Y a-t-il un moyen de circonscrire ce phénomène, au regard de son évolution et de la puissance des réseaux de trafic ?
De nombreux moyens existent pour le circonscrire. Il me semble que le ministère des Affaires sociales et celui de la Promotion de la famille, sont suffisamment outillés en termes de personnels pour protéger la famille et les nourrissons. Mais la manière dont les choses se déroulent, dans ces ministères, ne permet pas qu’ils produisent un travail qui protège la famille. Il faut constituer des brigades d’inspection mobiles qui travailleraient à l’intérieur des orphelinats et des hôpitaux parce que, aujourd’hui, on se rend compte qu’il y a un besoin de resocialiser nos hôpitaux qui sont devenus des structures asociales, participant à la destruction de vies humaines.

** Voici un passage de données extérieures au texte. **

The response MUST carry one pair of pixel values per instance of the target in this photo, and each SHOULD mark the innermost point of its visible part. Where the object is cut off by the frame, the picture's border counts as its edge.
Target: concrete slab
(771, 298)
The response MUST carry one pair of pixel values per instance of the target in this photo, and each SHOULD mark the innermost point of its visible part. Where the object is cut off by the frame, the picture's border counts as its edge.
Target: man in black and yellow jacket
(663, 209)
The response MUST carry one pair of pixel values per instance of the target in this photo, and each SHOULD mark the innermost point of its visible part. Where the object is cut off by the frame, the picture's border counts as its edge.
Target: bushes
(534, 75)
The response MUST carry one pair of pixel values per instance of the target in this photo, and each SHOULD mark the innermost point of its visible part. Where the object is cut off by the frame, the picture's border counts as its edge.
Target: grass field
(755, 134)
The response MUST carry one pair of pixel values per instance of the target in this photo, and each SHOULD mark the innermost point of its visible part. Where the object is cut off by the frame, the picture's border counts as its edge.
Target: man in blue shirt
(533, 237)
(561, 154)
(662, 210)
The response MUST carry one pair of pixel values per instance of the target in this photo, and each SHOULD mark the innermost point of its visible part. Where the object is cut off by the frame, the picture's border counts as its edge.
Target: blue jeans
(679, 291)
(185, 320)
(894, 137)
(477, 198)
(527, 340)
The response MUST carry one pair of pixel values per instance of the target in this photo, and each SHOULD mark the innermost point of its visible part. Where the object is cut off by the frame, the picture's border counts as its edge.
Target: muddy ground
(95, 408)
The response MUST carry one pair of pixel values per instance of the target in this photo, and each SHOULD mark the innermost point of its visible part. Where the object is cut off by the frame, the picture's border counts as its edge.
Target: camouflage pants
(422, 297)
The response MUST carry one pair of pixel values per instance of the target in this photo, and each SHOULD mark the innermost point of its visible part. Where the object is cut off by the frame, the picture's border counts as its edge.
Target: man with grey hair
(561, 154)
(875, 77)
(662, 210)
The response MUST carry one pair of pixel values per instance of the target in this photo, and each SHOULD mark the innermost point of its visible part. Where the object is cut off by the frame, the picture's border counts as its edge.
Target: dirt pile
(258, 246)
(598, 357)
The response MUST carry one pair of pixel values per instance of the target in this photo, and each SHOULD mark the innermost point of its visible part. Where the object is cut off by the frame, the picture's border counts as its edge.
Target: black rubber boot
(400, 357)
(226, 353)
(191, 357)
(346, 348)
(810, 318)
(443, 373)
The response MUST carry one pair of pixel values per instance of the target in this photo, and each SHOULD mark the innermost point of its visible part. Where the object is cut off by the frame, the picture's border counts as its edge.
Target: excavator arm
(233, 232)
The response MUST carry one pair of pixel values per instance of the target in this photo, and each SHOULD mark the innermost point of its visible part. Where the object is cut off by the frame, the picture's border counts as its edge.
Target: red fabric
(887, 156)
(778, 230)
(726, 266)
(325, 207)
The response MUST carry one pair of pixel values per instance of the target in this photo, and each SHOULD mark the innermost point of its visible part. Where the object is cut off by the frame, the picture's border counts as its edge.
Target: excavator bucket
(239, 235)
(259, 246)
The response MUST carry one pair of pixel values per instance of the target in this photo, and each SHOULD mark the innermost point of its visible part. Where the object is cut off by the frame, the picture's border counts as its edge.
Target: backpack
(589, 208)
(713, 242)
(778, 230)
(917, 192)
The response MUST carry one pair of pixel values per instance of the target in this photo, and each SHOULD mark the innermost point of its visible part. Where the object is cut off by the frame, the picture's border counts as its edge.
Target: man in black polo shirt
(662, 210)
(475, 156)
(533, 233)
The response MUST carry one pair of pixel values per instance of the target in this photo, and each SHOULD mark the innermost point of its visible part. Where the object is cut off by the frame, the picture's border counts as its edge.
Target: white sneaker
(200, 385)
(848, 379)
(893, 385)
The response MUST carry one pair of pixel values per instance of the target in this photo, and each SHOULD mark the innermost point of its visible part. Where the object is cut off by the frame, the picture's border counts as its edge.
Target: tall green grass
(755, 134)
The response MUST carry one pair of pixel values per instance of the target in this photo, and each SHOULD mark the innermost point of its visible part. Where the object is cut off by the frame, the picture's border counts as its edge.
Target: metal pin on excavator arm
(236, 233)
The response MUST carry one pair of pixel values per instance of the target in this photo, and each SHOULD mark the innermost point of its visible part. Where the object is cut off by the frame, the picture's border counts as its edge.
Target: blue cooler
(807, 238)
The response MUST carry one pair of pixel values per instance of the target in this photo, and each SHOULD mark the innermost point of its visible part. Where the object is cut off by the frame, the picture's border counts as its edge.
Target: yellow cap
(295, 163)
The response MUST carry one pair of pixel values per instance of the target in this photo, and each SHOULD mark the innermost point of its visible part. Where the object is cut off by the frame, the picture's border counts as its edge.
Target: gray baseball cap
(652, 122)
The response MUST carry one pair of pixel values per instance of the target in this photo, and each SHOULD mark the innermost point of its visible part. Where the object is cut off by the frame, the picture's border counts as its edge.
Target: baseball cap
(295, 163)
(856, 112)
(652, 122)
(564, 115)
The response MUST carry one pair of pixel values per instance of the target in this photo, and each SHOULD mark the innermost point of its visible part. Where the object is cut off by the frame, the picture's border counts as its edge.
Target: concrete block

Cela peut-il faire reculer les réseaux ?
Je pense que ça peut les faire reculer, parce que l’impunité nourrit un certain nombre de comportements qui n’ont rien à voir avec ceux auxquels on devrait s’attendre. Il faut aussi dire qu’un certain nombre de réseaux maffieux, qui alimentent ce trafic, existent au Cameroun. Il est donc intéressant d’entreprendre une investigation, qui ne se limite pas à une simple enquête policière, pour comprendre quels sont les tenants et les aboutissants et éradiquer le phénomène. Il faut également sensibiliser la société, pour que, lorsqu’on a vu un individu qui trimballe un bébé alors qu’on a jamais vu sa femme enceinte, que des gens soient à mesure de toucher les autorités compétentes. Et puis il y a le fait que, derrière, un ensemble de mains est tapi qui organise un complot contre la famille et les catégories vulnérables au Cameroun.